Column-Family Storage

Your query is always “give me all events for user X, sorted by time.” A row-oriented database gives you rows where you pay for every column you didn’t ask for. Wide-column stores flip the model: you design the schema around your query, not the other way around.

How It Works#

In a wide-column store like Cassandra or HBase, the primary key has two parts: the partition key and the clustering key. The partition key determines which node stores the data. The clustering key determines the sort order within that partition.

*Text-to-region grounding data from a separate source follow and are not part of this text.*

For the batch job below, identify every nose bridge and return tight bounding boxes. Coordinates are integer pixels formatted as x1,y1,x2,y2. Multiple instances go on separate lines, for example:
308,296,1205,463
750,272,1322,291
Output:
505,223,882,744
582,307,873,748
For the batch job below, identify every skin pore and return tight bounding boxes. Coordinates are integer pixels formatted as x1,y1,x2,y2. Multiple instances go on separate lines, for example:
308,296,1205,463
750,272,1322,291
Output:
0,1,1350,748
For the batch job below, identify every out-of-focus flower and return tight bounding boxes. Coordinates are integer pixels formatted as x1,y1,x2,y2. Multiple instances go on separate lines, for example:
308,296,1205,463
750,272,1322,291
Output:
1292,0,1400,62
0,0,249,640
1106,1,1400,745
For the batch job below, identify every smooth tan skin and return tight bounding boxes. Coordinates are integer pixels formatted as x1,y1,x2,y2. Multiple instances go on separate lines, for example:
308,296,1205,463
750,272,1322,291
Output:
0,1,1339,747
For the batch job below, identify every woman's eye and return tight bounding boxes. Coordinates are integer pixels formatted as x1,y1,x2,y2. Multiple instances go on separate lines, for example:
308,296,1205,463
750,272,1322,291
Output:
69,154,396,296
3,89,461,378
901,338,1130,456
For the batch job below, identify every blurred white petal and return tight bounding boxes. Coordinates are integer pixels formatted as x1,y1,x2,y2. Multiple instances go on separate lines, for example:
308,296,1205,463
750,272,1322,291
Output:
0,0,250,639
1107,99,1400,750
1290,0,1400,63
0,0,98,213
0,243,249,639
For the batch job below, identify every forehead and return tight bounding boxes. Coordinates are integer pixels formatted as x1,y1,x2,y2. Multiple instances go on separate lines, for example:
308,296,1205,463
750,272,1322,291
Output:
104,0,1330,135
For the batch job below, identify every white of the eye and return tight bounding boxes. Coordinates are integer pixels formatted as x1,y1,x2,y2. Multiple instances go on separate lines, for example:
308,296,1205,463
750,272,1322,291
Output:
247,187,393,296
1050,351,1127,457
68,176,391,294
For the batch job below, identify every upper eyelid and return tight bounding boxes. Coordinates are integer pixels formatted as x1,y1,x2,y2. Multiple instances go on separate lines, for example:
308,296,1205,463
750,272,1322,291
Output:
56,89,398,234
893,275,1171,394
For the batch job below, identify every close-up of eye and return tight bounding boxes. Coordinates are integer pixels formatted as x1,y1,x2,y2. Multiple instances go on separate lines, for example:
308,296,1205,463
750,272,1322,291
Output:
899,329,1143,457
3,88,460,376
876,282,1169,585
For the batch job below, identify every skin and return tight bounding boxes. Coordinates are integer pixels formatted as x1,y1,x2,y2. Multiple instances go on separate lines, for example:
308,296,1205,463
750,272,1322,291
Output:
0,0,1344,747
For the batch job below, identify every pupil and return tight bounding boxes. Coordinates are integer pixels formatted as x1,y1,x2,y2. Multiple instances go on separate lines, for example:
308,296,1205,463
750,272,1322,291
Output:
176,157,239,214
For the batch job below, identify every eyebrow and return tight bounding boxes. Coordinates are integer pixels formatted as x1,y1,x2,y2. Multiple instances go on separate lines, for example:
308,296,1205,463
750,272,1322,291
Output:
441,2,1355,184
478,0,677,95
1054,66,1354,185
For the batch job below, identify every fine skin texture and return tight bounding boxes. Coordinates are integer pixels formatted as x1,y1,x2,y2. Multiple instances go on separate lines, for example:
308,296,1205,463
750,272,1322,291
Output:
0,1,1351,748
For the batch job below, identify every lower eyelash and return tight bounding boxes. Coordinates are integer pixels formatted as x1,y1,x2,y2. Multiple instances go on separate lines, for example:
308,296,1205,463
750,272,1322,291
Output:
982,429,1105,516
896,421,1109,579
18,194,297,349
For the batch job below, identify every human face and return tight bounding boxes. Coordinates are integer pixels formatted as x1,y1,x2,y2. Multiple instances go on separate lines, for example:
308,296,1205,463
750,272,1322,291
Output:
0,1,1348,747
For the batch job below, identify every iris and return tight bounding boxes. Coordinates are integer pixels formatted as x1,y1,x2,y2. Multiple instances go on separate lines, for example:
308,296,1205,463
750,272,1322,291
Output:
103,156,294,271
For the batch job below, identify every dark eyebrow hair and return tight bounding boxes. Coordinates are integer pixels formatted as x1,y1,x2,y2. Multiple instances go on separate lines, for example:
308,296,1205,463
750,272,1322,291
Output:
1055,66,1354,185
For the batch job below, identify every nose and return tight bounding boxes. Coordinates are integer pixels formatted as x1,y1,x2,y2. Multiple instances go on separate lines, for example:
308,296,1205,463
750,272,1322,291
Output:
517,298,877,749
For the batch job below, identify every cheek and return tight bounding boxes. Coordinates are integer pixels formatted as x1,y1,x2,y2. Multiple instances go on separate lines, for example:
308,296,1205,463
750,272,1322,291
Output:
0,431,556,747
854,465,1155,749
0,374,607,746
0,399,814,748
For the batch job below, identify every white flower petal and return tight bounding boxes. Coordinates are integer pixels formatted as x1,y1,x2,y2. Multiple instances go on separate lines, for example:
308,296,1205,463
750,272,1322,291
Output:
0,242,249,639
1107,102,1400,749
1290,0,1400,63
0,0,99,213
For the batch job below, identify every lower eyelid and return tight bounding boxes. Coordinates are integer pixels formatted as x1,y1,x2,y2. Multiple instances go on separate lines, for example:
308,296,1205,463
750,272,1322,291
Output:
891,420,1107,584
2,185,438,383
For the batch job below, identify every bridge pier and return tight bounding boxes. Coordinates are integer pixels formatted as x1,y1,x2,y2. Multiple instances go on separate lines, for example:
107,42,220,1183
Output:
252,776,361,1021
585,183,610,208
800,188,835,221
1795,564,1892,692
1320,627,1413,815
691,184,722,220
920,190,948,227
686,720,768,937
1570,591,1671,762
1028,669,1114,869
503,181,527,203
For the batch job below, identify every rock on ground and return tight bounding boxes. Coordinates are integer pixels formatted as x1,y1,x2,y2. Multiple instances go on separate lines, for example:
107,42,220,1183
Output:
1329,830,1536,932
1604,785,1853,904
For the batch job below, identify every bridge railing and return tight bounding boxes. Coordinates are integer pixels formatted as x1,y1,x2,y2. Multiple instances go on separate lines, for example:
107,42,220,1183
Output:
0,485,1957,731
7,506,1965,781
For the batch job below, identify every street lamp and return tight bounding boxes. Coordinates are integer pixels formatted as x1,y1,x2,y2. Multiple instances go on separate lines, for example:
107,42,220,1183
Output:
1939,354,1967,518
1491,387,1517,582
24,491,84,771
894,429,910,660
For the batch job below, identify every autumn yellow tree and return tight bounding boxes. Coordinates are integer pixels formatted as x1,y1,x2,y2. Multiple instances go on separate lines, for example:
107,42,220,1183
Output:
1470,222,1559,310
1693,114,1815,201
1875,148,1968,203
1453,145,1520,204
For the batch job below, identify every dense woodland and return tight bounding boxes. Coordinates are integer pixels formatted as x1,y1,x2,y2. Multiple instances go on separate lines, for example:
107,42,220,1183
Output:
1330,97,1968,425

For a time-series query, the partition key is the user ID. The clustering key is the timestamp. All events for a user land on the same node, sorted by time. A range query becomes a sequential read on a single node. No scatter-gather across nodes, no sorting at read time.

Wide Rows#

Each partition can hold millions of rows. A user with five years of events has five years of timestamped entries in one partition. This is where the “wide” comes from. The column names themselves can carry semantic meaning, not just “column_1” or “column_2.”

graph TD A[Write: user_id=42, ts=1714000000, event=login] --> B[Partition Key: user_id=42] B --> C[Node responsible for partition 42] C --> D[Clustering key: sorted by timestamp] D --> E[Sequential read for time range queries] F[Query: user 42, last 24 hours] --> B style A fill:#000000,stroke:#00ff00,stroke-width:2px,color:#fff style B fill:#000000,stroke:#00ff00,stroke-width:2px,color:#fff style C fill:#000000,stroke:#00ff00,stroke-width:2px,color:#fff style D fill:#000000,stroke:#00ff00,stroke-width:2px,color:#fff style E fill:#000000,stroke:#00ff00,stroke-width:2px,color:#fff style F fill:#000000,stroke:#00ff00,stroke-width:2px,color:#fff

The Data Modeling Difference#

In a relational database, you normalize and let queries figure out access patterns. In a wide-column store, you design for your query patterns first, denormalize aggressively, and accept that some queries become impossible without a secondary index or a separate table.

This trips up teams migrating from MySQL. They try to run ad-hoc queries. They try JOINs. That’s not what these stores are built for. You trade query flexibility for predictable, fast access along a specific dimension.

At Oracle#

We evaluated Cassandra for our 5G network event logging, storing session events per subscriber. The access pattern was always “events for subscriber X in the last hour.” MySQL with a composite index on (subscriber_id, event_time) worked at our scale (around 2 million rows), but query time grew as the table grew. The Cassandra data model gave constant-time reads for that query regardless of total event count. That property, not raw throughput, was what we actually needed.

What I’m Learning#

The partition key choice makes or breaks the data model. A bad partition key creates hot partitions where one node receives disproportionate traffic. High-cardinality keys distribute load evenly. Low-cardinality keys concentrate it.

Have you hit hot partition problems, and what did the fix look like?